A new report from Human Rights Watch demands that the Iraqi government crack down on the executions of gay men in the country, saying that hundreds have been killed since 2004:
"Although the scope of the problem remains unclear, hundreds of gay men
may have been killed this year in predominantly Shiite Muslim areas,
the report's authors said, basing their conclusion on interviews with
gay Iraqi men, hospital officials and an unnamed United Nations
official in Baghdad…Reports of slayings targeting gay men began circulating early this
spring in Sadr City, a conservative Shiite district in eastern Baghdad.

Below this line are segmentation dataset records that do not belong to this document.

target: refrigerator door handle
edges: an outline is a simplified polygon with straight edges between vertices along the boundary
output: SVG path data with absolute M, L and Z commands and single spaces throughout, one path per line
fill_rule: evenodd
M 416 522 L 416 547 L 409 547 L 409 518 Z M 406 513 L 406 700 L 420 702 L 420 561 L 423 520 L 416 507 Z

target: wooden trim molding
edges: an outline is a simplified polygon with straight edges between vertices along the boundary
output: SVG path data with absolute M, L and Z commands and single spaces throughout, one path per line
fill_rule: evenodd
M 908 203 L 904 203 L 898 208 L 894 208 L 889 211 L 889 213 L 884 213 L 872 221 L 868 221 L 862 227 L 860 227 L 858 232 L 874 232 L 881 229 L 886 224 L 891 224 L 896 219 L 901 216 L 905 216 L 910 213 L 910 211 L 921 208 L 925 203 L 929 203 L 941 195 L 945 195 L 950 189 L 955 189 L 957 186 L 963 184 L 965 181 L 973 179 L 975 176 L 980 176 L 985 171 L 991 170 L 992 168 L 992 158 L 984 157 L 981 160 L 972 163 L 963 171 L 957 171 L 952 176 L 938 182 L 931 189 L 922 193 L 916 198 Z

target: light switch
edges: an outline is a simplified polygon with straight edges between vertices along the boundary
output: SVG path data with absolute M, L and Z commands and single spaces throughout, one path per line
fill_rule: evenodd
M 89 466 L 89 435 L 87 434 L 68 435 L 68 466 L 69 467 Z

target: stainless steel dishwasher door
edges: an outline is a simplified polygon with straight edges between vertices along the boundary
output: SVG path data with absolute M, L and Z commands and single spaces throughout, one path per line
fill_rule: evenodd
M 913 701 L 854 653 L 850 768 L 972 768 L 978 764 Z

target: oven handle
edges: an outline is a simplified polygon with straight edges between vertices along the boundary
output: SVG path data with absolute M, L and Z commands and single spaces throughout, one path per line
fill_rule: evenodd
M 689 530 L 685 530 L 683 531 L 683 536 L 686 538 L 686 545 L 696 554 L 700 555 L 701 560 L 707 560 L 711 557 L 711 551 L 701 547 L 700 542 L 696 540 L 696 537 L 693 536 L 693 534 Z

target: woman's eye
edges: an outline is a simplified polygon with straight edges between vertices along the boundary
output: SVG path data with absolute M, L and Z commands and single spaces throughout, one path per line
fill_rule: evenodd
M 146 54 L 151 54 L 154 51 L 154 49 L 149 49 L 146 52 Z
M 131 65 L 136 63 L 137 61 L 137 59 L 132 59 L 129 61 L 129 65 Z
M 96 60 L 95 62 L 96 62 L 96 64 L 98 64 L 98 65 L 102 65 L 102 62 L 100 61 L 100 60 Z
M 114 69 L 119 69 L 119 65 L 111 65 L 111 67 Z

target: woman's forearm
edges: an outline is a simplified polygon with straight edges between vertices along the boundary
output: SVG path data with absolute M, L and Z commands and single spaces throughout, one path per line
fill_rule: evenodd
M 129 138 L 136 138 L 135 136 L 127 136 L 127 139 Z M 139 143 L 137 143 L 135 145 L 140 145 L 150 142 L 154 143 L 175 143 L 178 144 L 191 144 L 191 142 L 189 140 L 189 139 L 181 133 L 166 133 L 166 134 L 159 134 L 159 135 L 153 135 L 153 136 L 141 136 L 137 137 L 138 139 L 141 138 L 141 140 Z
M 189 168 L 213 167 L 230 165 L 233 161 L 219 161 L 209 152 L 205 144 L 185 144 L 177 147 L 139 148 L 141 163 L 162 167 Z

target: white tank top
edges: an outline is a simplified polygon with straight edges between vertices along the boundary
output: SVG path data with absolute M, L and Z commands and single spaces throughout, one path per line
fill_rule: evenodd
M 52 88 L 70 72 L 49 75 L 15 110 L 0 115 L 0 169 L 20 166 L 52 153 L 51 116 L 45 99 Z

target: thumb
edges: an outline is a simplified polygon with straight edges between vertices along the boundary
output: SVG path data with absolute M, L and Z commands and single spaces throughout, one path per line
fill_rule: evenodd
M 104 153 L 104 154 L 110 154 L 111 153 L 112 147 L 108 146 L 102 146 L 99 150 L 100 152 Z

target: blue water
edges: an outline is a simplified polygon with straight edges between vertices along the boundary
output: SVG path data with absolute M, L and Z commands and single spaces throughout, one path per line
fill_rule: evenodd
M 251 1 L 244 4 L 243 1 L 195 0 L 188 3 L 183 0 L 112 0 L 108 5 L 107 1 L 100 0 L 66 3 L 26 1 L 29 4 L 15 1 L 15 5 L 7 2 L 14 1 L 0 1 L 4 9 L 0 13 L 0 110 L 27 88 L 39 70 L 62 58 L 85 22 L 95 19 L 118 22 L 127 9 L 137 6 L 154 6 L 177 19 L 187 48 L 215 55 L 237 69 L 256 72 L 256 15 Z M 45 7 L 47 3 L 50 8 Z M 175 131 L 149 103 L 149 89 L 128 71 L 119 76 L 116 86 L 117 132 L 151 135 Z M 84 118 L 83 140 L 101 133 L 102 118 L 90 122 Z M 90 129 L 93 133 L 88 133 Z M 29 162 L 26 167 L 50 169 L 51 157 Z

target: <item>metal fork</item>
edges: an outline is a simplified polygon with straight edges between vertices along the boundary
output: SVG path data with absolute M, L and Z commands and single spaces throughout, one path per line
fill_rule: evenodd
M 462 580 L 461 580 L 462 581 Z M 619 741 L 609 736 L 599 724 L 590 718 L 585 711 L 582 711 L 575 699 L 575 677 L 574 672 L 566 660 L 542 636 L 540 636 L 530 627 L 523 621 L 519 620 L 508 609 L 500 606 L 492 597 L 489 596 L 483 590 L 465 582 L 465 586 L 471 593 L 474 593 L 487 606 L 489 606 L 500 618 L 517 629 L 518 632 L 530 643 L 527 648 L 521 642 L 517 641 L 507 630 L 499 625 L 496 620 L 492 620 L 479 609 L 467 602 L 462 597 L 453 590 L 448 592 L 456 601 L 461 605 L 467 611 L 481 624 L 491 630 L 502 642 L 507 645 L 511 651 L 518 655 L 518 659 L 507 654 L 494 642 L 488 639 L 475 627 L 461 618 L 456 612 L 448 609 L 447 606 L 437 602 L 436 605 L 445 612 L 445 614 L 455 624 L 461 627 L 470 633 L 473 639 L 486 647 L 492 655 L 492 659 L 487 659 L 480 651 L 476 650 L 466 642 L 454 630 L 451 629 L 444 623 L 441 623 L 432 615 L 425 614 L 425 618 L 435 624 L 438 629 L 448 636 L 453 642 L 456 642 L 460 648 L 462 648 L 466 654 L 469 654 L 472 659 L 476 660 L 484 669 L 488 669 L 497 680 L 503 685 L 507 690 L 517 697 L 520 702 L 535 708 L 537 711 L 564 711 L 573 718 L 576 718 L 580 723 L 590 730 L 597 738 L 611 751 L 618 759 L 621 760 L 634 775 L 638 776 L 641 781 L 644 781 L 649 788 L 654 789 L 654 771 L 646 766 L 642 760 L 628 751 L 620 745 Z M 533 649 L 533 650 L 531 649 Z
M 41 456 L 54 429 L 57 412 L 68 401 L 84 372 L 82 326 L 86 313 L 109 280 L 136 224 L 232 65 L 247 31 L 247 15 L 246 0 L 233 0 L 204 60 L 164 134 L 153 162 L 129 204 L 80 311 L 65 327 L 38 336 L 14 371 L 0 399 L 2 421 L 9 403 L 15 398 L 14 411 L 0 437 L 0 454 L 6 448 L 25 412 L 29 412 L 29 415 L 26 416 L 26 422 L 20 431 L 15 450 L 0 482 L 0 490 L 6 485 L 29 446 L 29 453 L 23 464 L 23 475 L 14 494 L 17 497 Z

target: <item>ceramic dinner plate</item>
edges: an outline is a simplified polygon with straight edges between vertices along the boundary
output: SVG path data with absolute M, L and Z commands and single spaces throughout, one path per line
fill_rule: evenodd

Gay men were also reportedly slain in Basra, Najaf and Diyala province,
Human Rights Watch said.
Gay activists said militiamen loyal to Shiite cleric Moqtada al-Sadr
had target lists containing the names of men suspected of being gay. … Sadr City residents opposed to homosexuality said in interviews that
the presence of gay men became overt after the Iraqi army was allowed
to move into the district in the spring of 2008, asserting control over
a vast area formerly controlled by Sadr's militia, the Mahdi Army. 'When the Iraqi army started coming here, this phenomenon started
coming to our area,' said Ali Abu Kara, 23, a mechanic who identified
himself as a member of the Mahdi Army. 'We felt very glad when those
puppies were killed,' he added, using a pejorative term for gay men."
The "social cleansing" appears to have slowed in recent months, the group reports, because many gays have fled cities or gone underground to escape the brutality.